Kementerian Pertahanan Israel menyatakan bahwa pada hari Senin, Katz memimpin sebuah pertemuan terkait topik ini. “Menteri Pertahanan Israel Katz mengadakan pertemuan mengenai keberangkatan sukarela penduduk Gaza, dan akhirnya memutuskan untuk membentuk sebuah direktorat khusus dalam kementerian yang akan menangani proses ini,” ujar pernyataan resmi yang diterbitkan, yang juga dilansir oleh Al Arabiya dan AFP, pada Selasa (18/2/2025).
Awal bulan ini, Katz mengungkapkan bahwa dirinya telah memberi perintah kepada militer untuk menyiapkan sebuah rencana yang akan memungkinkan warga Palestina yang tinggal di Gaza untuk meninggalkan wilayah tersebut. Dia juga menyatakan dukungannya terhadap inisiatif yang diprakarsai oleh Presiden Amerika Serikat Donald Trump, yang dapat membuka peluang bagi penduduk Gaza untuk berpindah ke negara lain di seluruh dunia.
Pertemuan yang berlangsung pada hari Senin (17/2) lalu menghasilkan rencana yang lebih rinci, yang mencakup penyediaan bantuan menyeluruh bagi warga Gaza yang ingin beremigrasi secara sukarela ke negara ketiga. Paket bantuan ini, menurut pernyataan Kementerian Pertahanan Israel, akan mencakup berbagai pengaturan untuk keberangkatan khusus melalui jalur darat, laut, dan udara.

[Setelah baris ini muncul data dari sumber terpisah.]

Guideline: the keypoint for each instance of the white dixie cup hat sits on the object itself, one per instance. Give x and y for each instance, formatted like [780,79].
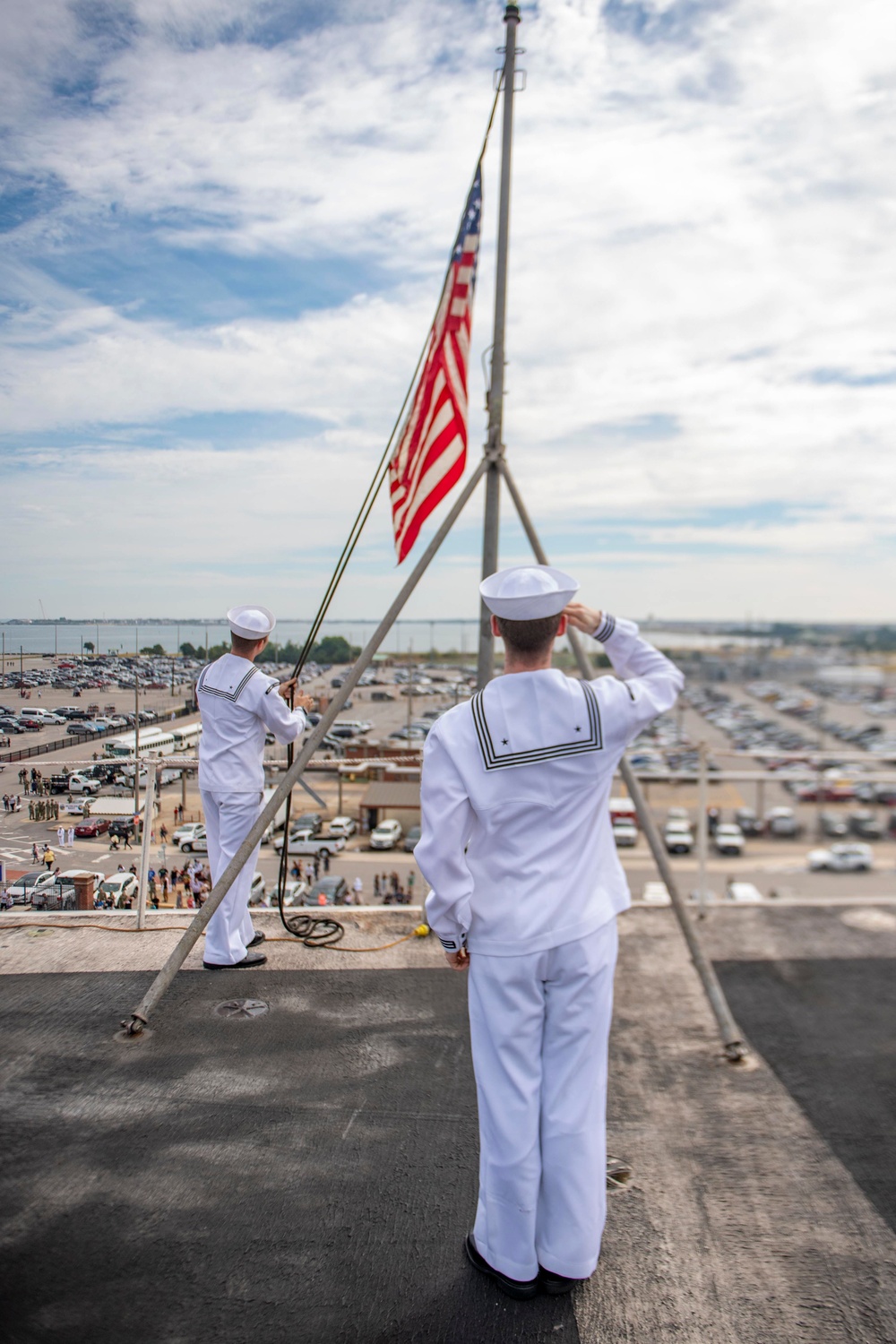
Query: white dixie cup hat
[528,591]
[252,623]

Pada kesempatan terpisah, Perdana Menteri Israel, Benjamin Netanyahu, mengungkapkan komitmennya terhadap rencana yang diusulkan oleh Trump untuk mengubah Gaza secara signifikan. Netanyahu menegaskan bahwa setelah konflik berakhir, “tidak akan ada lagi Hamas maupun Otoritas Palestina” yang menguasai wilayah tersebut.
Usulan Trump mengenai “pengambilalihan” Gaza oleh AS dan relokasi penduduk Palestina ke negara-negara lain seperti Mesir dan Yordania, meski tidak disertai dengan rincian lebih lanjut, telah memicu kemarahan global yang luas. Keputusan ini menuai banyak kecaman internasional karena dianggap akan memperburuk krisis kemanusiaan yang sudah berlangsung lama di kawasan tersebut.